Caro direttore,
scrivendo questa storia – prendendo in prestito le parole di Pirandello – ho potuto sperimentare che l’uomo, quando soffre, si fa una particolare idea del bene e del male, e cioè del bene che gli altri dovrebbero fargli e a cui egli pretende, come se dalle proprie sofferenze gli derivasse un diritto al compenso, e del male che egli può fare a gli altri, come se parimenti dalle proprie sofferenze vi fosse abilitato.
Direttore carissimo, questa storia Inizia e finisce con una foto in bianco e nero. La foto ritrae quattro persone felici, se ne riconoscono facilmente due: il primo a sinistra è il giudice Giovanni Falcone. L’ultimo a destra è il collega Paolo Borsellino. Poi ci sono due carabinieri in divisa: io con il colonnello Giuseppe Parmitano, il mio maestro.

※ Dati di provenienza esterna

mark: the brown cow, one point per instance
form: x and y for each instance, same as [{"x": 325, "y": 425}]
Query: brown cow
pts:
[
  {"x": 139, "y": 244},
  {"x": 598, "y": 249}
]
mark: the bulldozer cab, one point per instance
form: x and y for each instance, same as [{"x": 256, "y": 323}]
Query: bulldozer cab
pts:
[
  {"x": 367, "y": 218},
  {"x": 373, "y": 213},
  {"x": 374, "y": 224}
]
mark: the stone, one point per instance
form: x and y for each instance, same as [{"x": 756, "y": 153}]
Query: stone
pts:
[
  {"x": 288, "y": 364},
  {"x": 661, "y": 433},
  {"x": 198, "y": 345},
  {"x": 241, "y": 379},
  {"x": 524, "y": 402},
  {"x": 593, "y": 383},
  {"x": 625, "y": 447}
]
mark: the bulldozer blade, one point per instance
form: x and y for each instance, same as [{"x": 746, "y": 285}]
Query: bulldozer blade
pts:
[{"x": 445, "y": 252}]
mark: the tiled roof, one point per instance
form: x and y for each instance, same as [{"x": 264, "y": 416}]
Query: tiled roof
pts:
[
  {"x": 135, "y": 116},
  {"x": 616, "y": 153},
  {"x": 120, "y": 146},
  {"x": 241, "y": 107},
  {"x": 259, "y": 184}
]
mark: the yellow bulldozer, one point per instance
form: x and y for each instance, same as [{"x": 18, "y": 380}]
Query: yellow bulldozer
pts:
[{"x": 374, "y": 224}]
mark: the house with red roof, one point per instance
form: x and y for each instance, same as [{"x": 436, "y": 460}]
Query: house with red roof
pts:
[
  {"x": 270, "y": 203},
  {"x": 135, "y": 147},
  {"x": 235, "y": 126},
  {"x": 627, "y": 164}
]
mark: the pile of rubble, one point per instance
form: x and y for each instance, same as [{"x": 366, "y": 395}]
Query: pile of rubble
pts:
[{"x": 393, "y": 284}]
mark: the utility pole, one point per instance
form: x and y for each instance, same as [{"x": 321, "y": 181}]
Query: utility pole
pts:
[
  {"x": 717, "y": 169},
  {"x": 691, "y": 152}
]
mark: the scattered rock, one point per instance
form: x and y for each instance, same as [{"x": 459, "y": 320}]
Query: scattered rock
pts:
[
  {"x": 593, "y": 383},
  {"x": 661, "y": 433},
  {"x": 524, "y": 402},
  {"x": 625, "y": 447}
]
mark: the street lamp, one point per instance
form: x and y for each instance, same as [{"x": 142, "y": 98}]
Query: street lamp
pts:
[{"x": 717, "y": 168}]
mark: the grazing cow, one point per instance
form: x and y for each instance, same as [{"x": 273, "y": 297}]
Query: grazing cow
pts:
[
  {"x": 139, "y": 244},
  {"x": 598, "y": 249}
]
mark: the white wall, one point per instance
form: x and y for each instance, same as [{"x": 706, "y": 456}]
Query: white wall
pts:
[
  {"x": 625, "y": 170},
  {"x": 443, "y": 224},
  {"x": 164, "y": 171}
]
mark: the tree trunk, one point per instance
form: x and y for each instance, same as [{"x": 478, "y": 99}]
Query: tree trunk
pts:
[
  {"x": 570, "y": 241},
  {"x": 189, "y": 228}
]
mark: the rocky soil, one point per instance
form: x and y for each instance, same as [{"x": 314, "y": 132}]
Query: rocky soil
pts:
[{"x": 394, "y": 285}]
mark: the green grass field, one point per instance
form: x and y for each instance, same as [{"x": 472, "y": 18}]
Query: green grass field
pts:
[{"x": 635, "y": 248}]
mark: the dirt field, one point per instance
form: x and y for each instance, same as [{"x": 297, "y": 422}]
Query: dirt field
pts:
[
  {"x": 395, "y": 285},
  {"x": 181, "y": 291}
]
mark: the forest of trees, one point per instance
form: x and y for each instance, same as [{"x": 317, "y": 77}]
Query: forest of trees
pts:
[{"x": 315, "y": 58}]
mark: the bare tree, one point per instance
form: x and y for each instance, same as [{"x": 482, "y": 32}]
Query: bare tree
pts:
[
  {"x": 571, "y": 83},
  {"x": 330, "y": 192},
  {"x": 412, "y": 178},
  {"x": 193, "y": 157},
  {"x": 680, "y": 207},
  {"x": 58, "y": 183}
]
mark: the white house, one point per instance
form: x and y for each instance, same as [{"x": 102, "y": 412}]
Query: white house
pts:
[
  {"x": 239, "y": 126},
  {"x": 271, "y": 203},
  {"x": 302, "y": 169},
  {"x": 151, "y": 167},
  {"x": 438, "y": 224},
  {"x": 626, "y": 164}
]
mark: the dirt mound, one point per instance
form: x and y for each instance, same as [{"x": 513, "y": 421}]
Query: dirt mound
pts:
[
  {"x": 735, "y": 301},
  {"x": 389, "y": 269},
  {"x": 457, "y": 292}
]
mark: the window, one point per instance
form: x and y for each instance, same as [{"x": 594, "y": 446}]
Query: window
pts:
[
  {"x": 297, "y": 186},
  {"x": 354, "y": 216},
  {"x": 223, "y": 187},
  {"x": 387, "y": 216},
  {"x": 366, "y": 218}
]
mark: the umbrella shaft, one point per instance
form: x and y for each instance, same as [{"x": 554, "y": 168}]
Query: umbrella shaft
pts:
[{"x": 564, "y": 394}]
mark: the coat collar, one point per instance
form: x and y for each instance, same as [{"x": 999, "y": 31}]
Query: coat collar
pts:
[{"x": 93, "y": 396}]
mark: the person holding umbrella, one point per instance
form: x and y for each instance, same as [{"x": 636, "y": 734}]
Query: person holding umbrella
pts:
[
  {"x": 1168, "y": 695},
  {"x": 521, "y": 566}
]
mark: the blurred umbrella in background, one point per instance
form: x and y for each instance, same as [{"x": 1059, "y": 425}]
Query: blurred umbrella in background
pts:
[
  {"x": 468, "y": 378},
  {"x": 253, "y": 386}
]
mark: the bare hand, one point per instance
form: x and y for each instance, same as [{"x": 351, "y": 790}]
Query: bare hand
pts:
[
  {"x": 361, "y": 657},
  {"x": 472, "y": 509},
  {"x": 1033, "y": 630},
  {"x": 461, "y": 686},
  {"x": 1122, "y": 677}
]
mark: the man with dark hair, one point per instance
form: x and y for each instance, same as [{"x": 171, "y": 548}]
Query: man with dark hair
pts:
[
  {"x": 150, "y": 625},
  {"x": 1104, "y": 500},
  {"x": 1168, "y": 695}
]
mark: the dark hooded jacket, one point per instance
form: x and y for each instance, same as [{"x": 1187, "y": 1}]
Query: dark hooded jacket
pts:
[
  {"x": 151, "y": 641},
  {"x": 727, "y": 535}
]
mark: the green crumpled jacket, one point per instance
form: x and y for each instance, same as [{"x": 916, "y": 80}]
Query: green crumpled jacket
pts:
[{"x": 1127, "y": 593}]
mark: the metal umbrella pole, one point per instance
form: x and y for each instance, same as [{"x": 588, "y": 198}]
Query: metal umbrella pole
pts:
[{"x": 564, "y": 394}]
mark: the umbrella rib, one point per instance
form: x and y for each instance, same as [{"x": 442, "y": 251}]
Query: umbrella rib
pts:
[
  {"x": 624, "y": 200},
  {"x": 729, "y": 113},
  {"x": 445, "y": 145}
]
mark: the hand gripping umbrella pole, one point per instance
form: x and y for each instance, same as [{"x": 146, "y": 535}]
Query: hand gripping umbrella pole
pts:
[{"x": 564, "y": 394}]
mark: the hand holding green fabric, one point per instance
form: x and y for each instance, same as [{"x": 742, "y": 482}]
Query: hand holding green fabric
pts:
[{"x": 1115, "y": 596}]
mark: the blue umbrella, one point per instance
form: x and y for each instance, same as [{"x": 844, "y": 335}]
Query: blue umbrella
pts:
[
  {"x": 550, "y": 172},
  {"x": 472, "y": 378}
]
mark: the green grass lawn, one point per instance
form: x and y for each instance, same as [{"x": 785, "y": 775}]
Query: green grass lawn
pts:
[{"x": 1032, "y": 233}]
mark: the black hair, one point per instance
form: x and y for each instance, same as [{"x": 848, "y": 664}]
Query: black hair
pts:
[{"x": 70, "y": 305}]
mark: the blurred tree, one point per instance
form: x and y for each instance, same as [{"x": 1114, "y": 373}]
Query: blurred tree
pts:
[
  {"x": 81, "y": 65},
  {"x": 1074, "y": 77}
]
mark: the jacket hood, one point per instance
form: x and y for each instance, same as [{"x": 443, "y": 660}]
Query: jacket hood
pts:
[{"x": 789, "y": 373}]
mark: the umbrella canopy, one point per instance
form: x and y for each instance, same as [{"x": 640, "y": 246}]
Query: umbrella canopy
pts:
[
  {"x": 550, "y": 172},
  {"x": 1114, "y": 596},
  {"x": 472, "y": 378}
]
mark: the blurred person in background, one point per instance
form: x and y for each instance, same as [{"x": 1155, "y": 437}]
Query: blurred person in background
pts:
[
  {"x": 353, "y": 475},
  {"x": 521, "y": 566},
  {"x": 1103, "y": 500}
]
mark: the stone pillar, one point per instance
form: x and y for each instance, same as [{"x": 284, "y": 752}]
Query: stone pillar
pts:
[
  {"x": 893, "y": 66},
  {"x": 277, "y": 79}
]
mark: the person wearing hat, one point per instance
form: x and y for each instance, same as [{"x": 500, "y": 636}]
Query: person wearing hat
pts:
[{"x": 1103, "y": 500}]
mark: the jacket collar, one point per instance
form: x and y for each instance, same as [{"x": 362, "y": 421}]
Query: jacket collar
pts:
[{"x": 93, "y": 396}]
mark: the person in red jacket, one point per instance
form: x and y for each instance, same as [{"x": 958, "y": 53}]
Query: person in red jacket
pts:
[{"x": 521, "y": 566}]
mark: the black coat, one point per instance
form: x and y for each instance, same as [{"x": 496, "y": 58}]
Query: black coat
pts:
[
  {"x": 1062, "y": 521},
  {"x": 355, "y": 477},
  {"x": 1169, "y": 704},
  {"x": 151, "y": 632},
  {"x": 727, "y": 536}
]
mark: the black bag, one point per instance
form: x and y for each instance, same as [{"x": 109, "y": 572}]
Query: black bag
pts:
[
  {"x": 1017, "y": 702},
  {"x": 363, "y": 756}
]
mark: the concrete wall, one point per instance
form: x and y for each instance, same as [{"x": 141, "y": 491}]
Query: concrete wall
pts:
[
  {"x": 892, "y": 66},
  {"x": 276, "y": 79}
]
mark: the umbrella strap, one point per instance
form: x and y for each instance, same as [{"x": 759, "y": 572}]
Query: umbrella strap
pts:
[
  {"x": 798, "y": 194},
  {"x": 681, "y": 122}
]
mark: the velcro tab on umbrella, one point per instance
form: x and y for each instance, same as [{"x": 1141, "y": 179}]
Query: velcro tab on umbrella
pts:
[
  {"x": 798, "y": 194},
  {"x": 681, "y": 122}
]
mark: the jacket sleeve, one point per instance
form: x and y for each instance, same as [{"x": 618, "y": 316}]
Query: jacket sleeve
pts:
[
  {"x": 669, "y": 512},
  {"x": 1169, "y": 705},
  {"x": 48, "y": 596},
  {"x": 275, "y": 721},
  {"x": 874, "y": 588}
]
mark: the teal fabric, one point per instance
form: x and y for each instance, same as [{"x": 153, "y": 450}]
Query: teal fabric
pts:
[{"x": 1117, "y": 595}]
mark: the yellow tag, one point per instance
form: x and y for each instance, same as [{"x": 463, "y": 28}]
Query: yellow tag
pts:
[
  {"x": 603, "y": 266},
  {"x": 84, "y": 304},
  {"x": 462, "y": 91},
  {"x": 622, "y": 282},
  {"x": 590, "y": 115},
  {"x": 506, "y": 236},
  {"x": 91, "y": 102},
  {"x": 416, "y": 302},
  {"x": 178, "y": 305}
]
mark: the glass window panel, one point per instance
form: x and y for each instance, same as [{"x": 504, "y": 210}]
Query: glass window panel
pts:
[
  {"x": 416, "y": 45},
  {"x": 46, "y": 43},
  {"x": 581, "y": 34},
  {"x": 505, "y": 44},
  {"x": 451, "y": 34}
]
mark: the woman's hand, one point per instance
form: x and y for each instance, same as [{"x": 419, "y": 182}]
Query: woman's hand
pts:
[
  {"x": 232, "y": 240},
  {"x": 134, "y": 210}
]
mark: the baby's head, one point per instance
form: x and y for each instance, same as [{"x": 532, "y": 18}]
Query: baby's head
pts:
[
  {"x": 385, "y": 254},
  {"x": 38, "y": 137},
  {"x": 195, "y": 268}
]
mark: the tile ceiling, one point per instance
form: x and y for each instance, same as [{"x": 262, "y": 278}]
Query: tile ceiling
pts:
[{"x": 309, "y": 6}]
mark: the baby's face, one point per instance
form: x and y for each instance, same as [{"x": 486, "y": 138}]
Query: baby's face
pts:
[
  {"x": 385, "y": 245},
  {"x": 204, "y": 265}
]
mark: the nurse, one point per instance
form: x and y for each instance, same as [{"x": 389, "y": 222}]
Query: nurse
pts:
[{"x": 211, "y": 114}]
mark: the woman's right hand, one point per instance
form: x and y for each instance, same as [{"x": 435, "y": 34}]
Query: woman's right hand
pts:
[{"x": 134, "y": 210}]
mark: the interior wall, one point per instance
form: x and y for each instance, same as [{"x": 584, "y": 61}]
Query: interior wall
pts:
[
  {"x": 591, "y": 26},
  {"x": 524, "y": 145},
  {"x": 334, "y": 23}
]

Ogni volta che osservo questa foto penso che con quel sorriso timido, più che un maresciallo del reparto investigativo dell’Arma, sembro un tifoso di calcio che ha chiesto di poter fare una foto con i suoi eroi. Ed è singolare che la fotografia sia in bianco e nero perché è stata scattata alla fine degli anni Ottanta. Una cosa so per certo, la foto consegna alla storia un momento perfetto, irripetibile perché diverso da tutti quelli che l’hanno preceduto e da quelli che seguiranno. Borsellino, Falcone e Parmitano hanno segnato il percorso della mia vita. Ci sono momenti di cui capisci il senso solo anni dopo, e solo quando ne parli a qualcuno. Ecco questa foto documenta uno di questi.
A soli ventisette anni volevo essere risarcito per i fallimenti, per i giudizi sprezzanti, per il mio cuore infranto, per quelle occhiate rivolte al cielo da mia moglie. E forse è per questo che ho pagato. Ma il conto è stato troppo salato: tre di quelle persone ritratte con me non ci so o più e io sono accusato di vedere fantasmi ovunque. Ma oggi non mi sento orgoglioso e credo che si debba tutti insieme fare un grande esame di coscienza, perché se il malaffare ormai ci ha così avvinghiato, c’è probabilmente una responsabilità diffusa. Ciò che manca è l’idea che l’onestà sia una cosa buona, accanto alla giustizia, all’amore e alla solidarietà. Dobbiamo chiederci dove abbiamo sbagliato.
Giacomo Sereni, l’ultimo di trentamila fantasmi
P.S.
Grazie per avermi dato spazio e dignità.